One further concept needs to be explained here: stratification. Stratification occurs through an “abstract machine” that when diagrammed will illustrate just how deterritorialized matter and energy can become a territorialized structure–a sort of black box. Stratification occurs through two steps, two articulations that function to lock the elements into systems of organization.

In the first articulation the unstable particle flows are sorted into different categories or groups. Think, groups of sediment deposited at the end of the river in different locations or representations within the brain being sorted into categories.
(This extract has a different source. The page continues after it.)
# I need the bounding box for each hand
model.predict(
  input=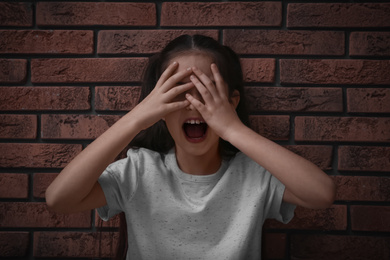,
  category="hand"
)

The second articulation is that of a form or a code that is imposed on the already sorted data which locks the elements in a stable structure. Think of the layers of sediment on a rock that you can see. The layers have been stabilized into one particular order and locked together. Think also of the different systems within a human (digestive, circulatory, etc.) that are locked together within the human system.

Dueck sees this stratification as apparent in the Entropic Brain Theory proposed by Robin Carhart-Harris and his colleagues. He also sees it as apparent in Manuel De Landa’s conceptualization of psychedelics. De Landa uses a metaphor of solid, liquid, and gas. If the system is solid then its dynamics are uninteresting just as they are if the system is gaseous. Liquids have more potential–they are not too rigid nor are they too loose.  In these liquid states self-organizing structures and bifurcations can form–they can bring forth Guattari’s self-referential territories. De Landa and Dueck think that psychedelics essentially liquify the brain. You can think about concepts that you couldn’t before and information is rushing through your brain (like a river might). Your brain is self-organizing. In other words, psychedelics deterritorialize your brain, forcing a stratification to occur all over again.

De Landa thinks that if you take too high of a dose, you go gaseous–the self-organization diffuses into nothing and is useless. Ordinary consciousness is solid. We are seduced by things that are stratified he suggests. We are obsessed with permanence–permanent buildings, rock-solid relationships, stable job, etc. All of this is just constructions that have already been stratified. Language is stratified and stable (Arguably it isn’t stable because language evolves and flows—just very slowly. Language is a very viscous liquid) and machinic in nature. Combining the solidified language and the psychotic mind is an enunciation which brings new things into being. It is essentially creative.

Dueck identifies parallels in De Landa, and in Andrew Gallimore and Peter Sjostedt-H who both do work on psychedelics. Briefly, Gallimore argues that DMT primes the brain for contact with a sort of higher dimensional hyper grid. This grid displays aesthetic signatures and logical consistencies that can’t be explained by normal brain functioning. Sjostedt-H does psychedelic metaphysics. He defines the psychedelic experience as a vertical, lateral, and temporal integration of sentience. All three of these thinkers have a common denominator in communication. Dueck wants to argue that these theories find a common denominator of communication which means that we can think of psychedelics as communication technologies, a technology that deterritorializes flows of information within the brain. He uses this to talk about developing posthuman forms of communication which we will return to in a later post.